Sample policy with specific source address object

In this policy, packets are allowed to flow from wan1 to internal, and sourced by the address 172.20.120.129, which is represented by the example_addr-1 address object.

config firewall multicast-policy
    edit 1
        set srcintf "wan1"
        set dstintf "internal"
        set srcaddr "example_addr-1"
        set dstaddr "all"
    next
end

Sample detailed policy

This policy accepts multicast packets that are sent from a PC with IP address 192.168.5.18 to destination address range 239.168.4.0-255. The policy allows the multicast packets to enter the internal interface and then exit the external interface.
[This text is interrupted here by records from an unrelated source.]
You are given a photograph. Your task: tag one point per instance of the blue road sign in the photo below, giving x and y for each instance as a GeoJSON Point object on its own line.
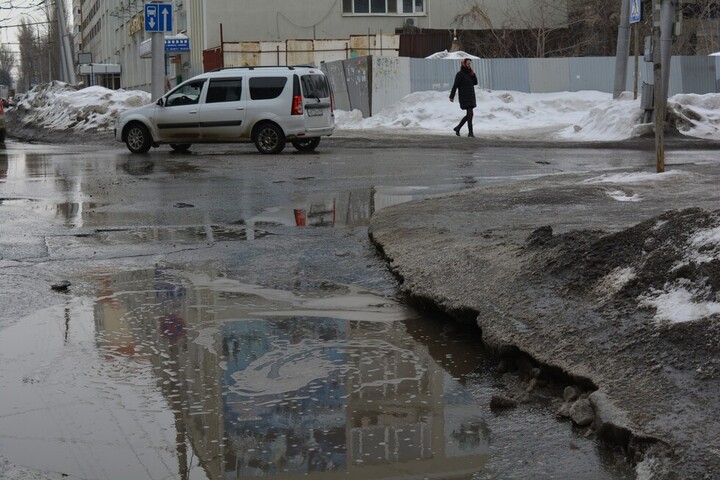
{"type": "Point", "coordinates": [177, 44]}
{"type": "Point", "coordinates": [158, 17]}
{"type": "Point", "coordinates": [635, 11]}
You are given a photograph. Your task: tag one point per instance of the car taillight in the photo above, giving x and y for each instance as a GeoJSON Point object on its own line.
{"type": "Point", "coordinates": [297, 105]}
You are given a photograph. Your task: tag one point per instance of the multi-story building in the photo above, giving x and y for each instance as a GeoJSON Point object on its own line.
{"type": "Point", "coordinates": [261, 31]}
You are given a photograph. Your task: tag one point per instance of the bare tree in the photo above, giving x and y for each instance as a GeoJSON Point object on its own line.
{"type": "Point", "coordinates": [543, 28]}
{"type": "Point", "coordinates": [29, 59]}
{"type": "Point", "coordinates": [517, 31]}
{"type": "Point", "coordinates": [7, 64]}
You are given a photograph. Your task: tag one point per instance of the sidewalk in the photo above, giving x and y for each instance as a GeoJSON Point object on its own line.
{"type": "Point", "coordinates": [557, 268]}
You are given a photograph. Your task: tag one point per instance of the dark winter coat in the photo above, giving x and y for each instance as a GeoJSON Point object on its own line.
{"type": "Point", "coordinates": [465, 81]}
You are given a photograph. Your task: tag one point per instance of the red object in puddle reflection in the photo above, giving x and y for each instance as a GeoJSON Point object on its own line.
{"type": "Point", "coordinates": [173, 326]}
{"type": "Point", "coordinates": [300, 217]}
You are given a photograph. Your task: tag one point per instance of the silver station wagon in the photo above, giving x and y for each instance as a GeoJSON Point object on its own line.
{"type": "Point", "coordinates": [268, 106]}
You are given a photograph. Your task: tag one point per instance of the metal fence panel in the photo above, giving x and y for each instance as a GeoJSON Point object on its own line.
{"type": "Point", "coordinates": [390, 81]}
{"type": "Point", "coordinates": [549, 74]}
{"type": "Point", "coordinates": [592, 73]}
{"type": "Point", "coordinates": [698, 75]}
{"type": "Point", "coordinates": [357, 77]}
{"type": "Point", "coordinates": [510, 74]}
{"type": "Point", "coordinates": [336, 75]}
{"type": "Point", "coordinates": [432, 74]}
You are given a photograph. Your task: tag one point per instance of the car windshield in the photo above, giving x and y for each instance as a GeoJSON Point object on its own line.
{"type": "Point", "coordinates": [188, 94]}
{"type": "Point", "coordinates": [315, 86]}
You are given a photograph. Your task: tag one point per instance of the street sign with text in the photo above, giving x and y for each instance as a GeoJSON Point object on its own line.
{"type": "Point", "coordinates": [158, 17]}
{"type": "Point", "coordinates": [635, 11]}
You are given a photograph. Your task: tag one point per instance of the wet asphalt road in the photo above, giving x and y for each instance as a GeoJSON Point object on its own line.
{"type": "Point", "coordinates": [144, 237]}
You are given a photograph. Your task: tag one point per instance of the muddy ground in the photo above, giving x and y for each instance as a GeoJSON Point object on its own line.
{"type": "Point", "coordinates": [560, 274]}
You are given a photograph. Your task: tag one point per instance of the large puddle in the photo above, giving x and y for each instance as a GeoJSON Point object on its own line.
{"type": "Point", "coordinates": [168, 374]}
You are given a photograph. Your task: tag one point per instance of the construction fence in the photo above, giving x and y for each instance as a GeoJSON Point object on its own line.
{"type": "Point", "coordinates": [369, 83]}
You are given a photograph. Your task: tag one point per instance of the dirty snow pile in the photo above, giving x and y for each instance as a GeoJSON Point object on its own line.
{"type": "Point", "coordinates": [60, 106]}
{"type": "Point", "coordinates": [562, 116]}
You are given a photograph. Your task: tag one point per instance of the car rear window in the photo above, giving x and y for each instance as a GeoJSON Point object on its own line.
{"type": "Point", "coordinates": [265, 88]}
{"type": "Point", "coordinates": [227, 90]}
{"type": "Point", "coordinates": [315, 86]}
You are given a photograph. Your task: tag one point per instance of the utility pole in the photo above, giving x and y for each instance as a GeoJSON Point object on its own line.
{"type": "Point", "coordinates": [663, 17]}
{"type": "Point", "coordinates": [67, 71]}
{"type": "Point", "coordinates": [623, 49]}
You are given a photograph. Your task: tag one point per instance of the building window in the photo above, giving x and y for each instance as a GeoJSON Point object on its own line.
{"type": "Point", "coordinates": [388, 7]}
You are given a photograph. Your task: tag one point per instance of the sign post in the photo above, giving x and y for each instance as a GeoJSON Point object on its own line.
{"type": "Point", "coordinates": [635, 18]}
{"type": "Point", "coordinates": [158, 20]}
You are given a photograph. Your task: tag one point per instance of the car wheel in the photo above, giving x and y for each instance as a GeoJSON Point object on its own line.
{"type": "Point", "coordinates": [138, 138]}
{"type": "Point", "coordinates": [306, 144]}
{"type": "Point", "coordinates": [269, 138]}
{"type": "Point", "coordinates": [180, 147]}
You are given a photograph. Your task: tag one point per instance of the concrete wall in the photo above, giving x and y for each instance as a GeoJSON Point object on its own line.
{"type": "Point", "coordinates": [370, 83]}
{"type": "Point", "coordinates": [324, 19]}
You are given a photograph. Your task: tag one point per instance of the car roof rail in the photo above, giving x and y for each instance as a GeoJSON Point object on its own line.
{"type": "Point", "coordinates": [253, 67]}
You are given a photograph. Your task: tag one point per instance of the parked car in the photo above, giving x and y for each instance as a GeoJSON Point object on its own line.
{"type": "Point", "coordinates": [2, 124]}
{"type": "Point", "coordinates": [268, 106]}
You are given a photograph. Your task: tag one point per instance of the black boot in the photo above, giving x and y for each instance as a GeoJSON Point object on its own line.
{"type": "Point", "coordinates": [462, 122]}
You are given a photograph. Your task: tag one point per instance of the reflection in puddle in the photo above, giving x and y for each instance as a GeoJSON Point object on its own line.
{"type": "Point", "coordinates": [181, 235]}
{"type": "Point", "coordinates": [349, 208]}
{"type": "Point", "coordinates": [264, 382]}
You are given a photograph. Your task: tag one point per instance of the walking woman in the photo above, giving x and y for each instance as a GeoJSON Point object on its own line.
{"type": "Point", "coordinates": [465, 81]}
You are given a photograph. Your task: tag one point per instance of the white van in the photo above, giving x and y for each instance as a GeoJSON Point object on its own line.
{"type": "Point", "coordinates": [264, 105]}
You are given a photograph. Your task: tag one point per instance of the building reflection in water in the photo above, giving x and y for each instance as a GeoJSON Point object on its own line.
{"type": "Point", "coordinates": [266, 383]}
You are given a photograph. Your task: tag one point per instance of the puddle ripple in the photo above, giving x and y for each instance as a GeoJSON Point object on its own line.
{"type": "Point", "coordinates": [168, 373]}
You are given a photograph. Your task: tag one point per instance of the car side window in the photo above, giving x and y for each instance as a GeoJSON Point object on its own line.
{"type": "Point", "coordinates": [225, 90]}
{"type": "Point", "coordinates": [187, 94]}
{"type": "Point", "coordinates": [315, 86]}
{"type": "Point", "coordinates": [266, 88]}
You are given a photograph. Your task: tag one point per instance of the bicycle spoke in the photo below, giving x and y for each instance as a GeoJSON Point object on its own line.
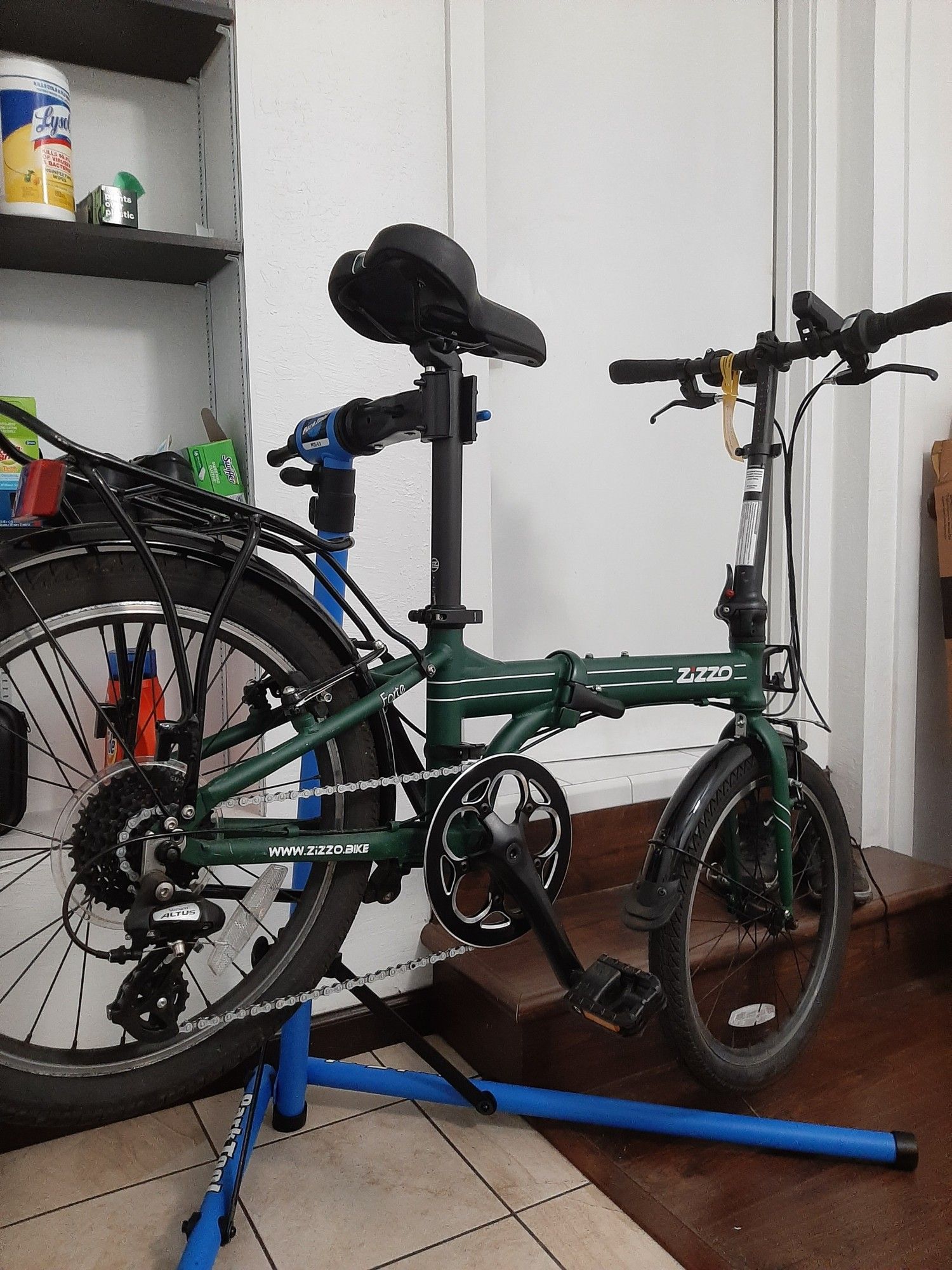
{"type": "Point", "coordinates": [62, 764]}
{"type": "Point", "coordinates": [56, 921]}
{"type": "Point", "coordinates": [11, 864]}
{"type": "Point", "coordinates": [69, 949]}
{"type": "Point", "coordinates": [195, 980]}
{"type": "Point", "coordinates": [21, 877]}
{"type": "Point", "coordinates": [78, 736]}
{"type": "Point", "coordinates": [82, 684]}
{"type": "Point", "coordinates": [83, 986]}
{"type": "Point", "coordinates": [23, 975]}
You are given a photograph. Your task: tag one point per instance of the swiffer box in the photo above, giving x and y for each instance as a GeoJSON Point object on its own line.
{"type": "Point", "coordinates": [22, 438]}
{"type": "Point", "coordinates": [215, 463]}
{"type": "Point", "coordinates": [942, 467]}
{"type": "Point", "coordinates": [215, 468]}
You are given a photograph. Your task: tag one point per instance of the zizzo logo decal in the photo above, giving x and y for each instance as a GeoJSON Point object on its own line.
{"type": "Point", "coordinates": [704, 674]}
{"type": "Point", "coordinates": [322, 849]}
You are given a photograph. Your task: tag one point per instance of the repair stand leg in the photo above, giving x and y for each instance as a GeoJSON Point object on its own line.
{"type": "Point", "coordinates": [206, 1230]}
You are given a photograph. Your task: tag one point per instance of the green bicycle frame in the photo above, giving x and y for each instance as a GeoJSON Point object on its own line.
{"type": "Point", "coordinates": [534, 697]}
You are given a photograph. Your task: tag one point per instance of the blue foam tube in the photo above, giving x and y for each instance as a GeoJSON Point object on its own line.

When the packets leave the external interface, their source address is translated to 192.168.18.10.

config firewall address
    edit "192.168.5.18"
        set subnet 192.168.5.18 255.255.255.255
    next
end
config firewall multicast-address
    edit "239.168.4.0"
        set start-ip 239.168.4.0
        set end-ip 239.168.4.255
    next
end
config firewall multicast-policy
    edit 1
        set srcintf "internal"
        set dstintf "external"
        set srcaddr "192.168.5.18"
        set dstaddr "239.168.4.0"
        set snat enable
        set snat-ip 192.168.18.10
    next
end
Tooltip

To configure multicast policies in the GUI, enable Multicast Policy in System > Feature Visibility.